IGD SiiQ

Salta ai contenuti

Il regime tributario SIIQ

Il regime speciale delle SIIQ, introdotto e disciplinato dalla legge 27 dicembre 2006 n. 296 e successive modifiche, nonché dal decreto ministeriale 7 settembre 2007 n. 174, comporta l’esonero dall’ires e dall’irap del reddito d’impresa e del valore della produzione derivanti dall’attività di locazione immobiliare e assimilate.

In data 16 aprile 2008, IGD SIIQ SPA, in possesso dei requisiti soggettivi, partecipativi e statutari, ha esercitato l’opzione per accedere al regime speciale.

Al 31/12/2008, avendo superato i parametri patrimoniale e reddituale previsti dalla legge, IGD SIIQ SPA è risultata, altresì, in possesso dei requisiti oggettivi.

Come noto, la disciplina SIIQ, nel richiedere il rispetto della prevalenza dell’attività di locazione immobiliare e assimilate (c.d. gestione esente) sia in termini reddituali che patrimoniali, non richiede che tale attività sia svolta in via esclusiva.

In tale prospettiva, IGD SIIQ SPA ha svolto e svolge, in via residuale, attività diverse da quella di locazione immobiliare e assimilate (c.d. gestione imponibile).

Per i redditi derivanti da attività “imponibili” sono state applicate le ordinarie regole di determinazione e di tassazione; per i redditi derivanti dalla gestione esente, invece, è stata applicata l’apposita disciplina prevista dai commi 119 e ss. della L. 27 dicembre 2006 n. 296 e dal relativo decreto attuativo.

Al fine di distinguere i diversi risultati di gestione destinati ad essere assoggettati ad un diverso trattamento civilistico e fiscale, in conformità a quanto previsto dal comma 121 della citata legge, IGD SIIQ SPA ha adottato una contabilità separata per rilevare i fatti gestionali delle attività di locazione immobiliare e assimilate esenti e quelli delle altre attività residuali imponibili.

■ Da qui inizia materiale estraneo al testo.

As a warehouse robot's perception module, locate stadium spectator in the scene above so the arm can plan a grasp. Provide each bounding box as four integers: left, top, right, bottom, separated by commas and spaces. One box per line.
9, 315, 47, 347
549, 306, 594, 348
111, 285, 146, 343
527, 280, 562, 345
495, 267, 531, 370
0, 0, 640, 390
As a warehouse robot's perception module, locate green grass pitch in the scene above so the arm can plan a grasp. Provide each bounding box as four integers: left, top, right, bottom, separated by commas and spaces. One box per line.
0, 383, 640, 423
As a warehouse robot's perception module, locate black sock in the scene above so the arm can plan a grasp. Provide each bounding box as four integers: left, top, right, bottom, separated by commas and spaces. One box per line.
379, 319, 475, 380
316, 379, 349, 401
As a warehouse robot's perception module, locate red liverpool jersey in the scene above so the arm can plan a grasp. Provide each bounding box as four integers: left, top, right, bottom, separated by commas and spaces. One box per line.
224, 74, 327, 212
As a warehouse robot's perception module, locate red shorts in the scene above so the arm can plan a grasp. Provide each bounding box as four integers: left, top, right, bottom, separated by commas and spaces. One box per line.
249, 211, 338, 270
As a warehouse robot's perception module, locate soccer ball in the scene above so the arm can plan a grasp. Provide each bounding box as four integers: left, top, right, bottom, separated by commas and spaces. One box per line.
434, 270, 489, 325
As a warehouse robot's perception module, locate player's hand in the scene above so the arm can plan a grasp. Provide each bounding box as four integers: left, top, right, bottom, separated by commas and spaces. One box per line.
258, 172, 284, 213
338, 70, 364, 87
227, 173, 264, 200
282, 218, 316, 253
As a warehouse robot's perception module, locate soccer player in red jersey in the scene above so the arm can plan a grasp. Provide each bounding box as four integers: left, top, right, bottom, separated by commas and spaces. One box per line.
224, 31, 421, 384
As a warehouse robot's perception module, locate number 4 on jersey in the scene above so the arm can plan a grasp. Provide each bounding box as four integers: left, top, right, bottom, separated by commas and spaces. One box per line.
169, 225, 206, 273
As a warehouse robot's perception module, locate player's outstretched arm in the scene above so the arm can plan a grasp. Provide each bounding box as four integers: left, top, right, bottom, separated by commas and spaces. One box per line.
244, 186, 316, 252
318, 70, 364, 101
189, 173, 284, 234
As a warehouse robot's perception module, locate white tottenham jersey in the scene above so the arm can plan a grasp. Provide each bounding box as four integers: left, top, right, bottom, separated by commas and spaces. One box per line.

In conformità ai principi contabili, nel risultato della gestione esente sono confluiti i ricavi e i costi tipici dell’attività di locazione immobiliare, nonché i ricavi e i costi tipici delle attività assimilate.

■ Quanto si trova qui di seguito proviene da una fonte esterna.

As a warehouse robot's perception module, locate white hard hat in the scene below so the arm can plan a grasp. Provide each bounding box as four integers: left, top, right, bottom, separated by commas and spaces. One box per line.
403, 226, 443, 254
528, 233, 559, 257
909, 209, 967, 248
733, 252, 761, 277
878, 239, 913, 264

Lo stesso principio è stato assunto per l’imputazione alla gestione imponibile dei ricavi e dei costi relativi all’esercizio di attività diverse da quelle comprese nella gestione esente.

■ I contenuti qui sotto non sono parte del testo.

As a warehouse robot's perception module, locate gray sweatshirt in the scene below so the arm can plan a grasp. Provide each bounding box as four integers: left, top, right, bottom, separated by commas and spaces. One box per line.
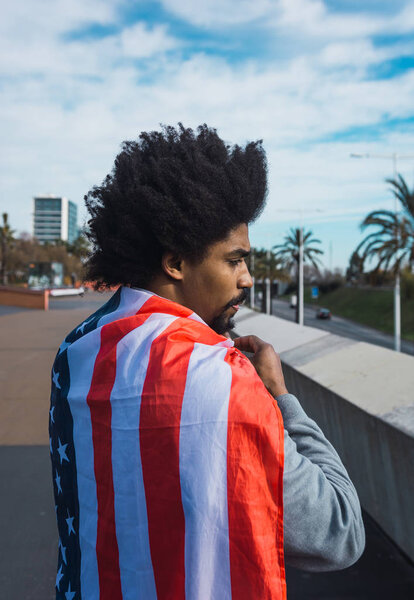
276, 394, 365, 571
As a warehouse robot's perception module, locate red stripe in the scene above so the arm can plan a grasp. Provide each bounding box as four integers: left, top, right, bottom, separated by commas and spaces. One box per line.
140, 319, 197, 600
226, 349, 286, 600
87, 296, 168, 600
87, 296, 228, 600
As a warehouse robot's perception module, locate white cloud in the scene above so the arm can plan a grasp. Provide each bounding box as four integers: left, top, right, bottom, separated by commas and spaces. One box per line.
0, 0, 414, 272
161, 0, 278, 27
121, 23, 180, 58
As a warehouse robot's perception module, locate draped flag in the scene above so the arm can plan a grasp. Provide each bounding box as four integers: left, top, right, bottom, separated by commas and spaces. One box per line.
49, 288, 286, 600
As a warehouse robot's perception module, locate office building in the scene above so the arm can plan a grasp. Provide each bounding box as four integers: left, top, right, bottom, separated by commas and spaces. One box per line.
33, 194, 78, 243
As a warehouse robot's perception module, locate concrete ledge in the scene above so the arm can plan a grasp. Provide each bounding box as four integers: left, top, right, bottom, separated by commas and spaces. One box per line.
236, 308, 414, 560
0, 286, 49, 310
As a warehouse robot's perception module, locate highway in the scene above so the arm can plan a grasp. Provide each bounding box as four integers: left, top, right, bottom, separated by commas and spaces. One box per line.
272, 299, 414, 355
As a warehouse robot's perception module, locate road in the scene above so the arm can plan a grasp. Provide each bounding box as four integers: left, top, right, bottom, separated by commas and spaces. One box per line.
0, 292, 414, 600
272, 299, 414, 355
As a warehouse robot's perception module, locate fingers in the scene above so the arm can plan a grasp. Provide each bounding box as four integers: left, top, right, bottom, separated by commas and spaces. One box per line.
234, 335, 267, 354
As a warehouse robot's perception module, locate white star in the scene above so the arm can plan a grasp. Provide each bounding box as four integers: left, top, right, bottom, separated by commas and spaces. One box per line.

In conformità al comma 121 della legge 27 dicembre 2006 n. 296 ed a quanto suggerito dalla circolare dell’Agenzia delle Entrate 07 febbraio 2008 n. 8, i costi generali, amministrativi e finanziari non direttamente imputabili alla gestione esente o alla gestione imponibile, per i quali non sia stato possibile individuare criteri che ne consentissero la ripartizione in funzione di parametri obiettivi, sono stati attributi alle diverse gestioni sulla base del rapporto tra l’ammontare dei ricavi esenti e l’ammontare dei ricavi complessivi.

Per quanto concerne gli immobili (di proprietà o detenuti in base a diritti reali) compresi in compendi aziendali oggetto di affitto, al fine di garantire una puntuale ed obiettiva rappresentazione delle quote dei relativi canoni riferibili alla parte immobiliare, la ripartizione tra gestione esente e gestione imponibile è stata effettuata sulla base di apposite perizie che hanno consentito di individuare il valore corrente di mercato delle quote dei canoni contrattuali riferiti alla locazione.

In tale prospettiva, anche i costi comuni riferibili ai citati compendi aziendali nel loro complesso (quali i costi relativi alle attività di promozione e pubblicità dei centri commerciali) sono stati ripartiti tra gestione esente e gestione imponibile in base alle medesime percentuali applicate per la ripartizione dei canoni attivi. Nel caso specifico, infatti, tale criterio è stato ritenuto maggiormente rappresentativo rispetto a quello basato sulla ripartizione dei ricavi complessivi della società. Trattandosi, infatti, di costi direttamente riferibili ai compendi aziendali oggetto di affitto piuttosto che all’attività di IGD SIIQ SPA nel suo complesso, la relativa correlazione con i canoni contrattuali di affitto risulta immediata ed oggettiva.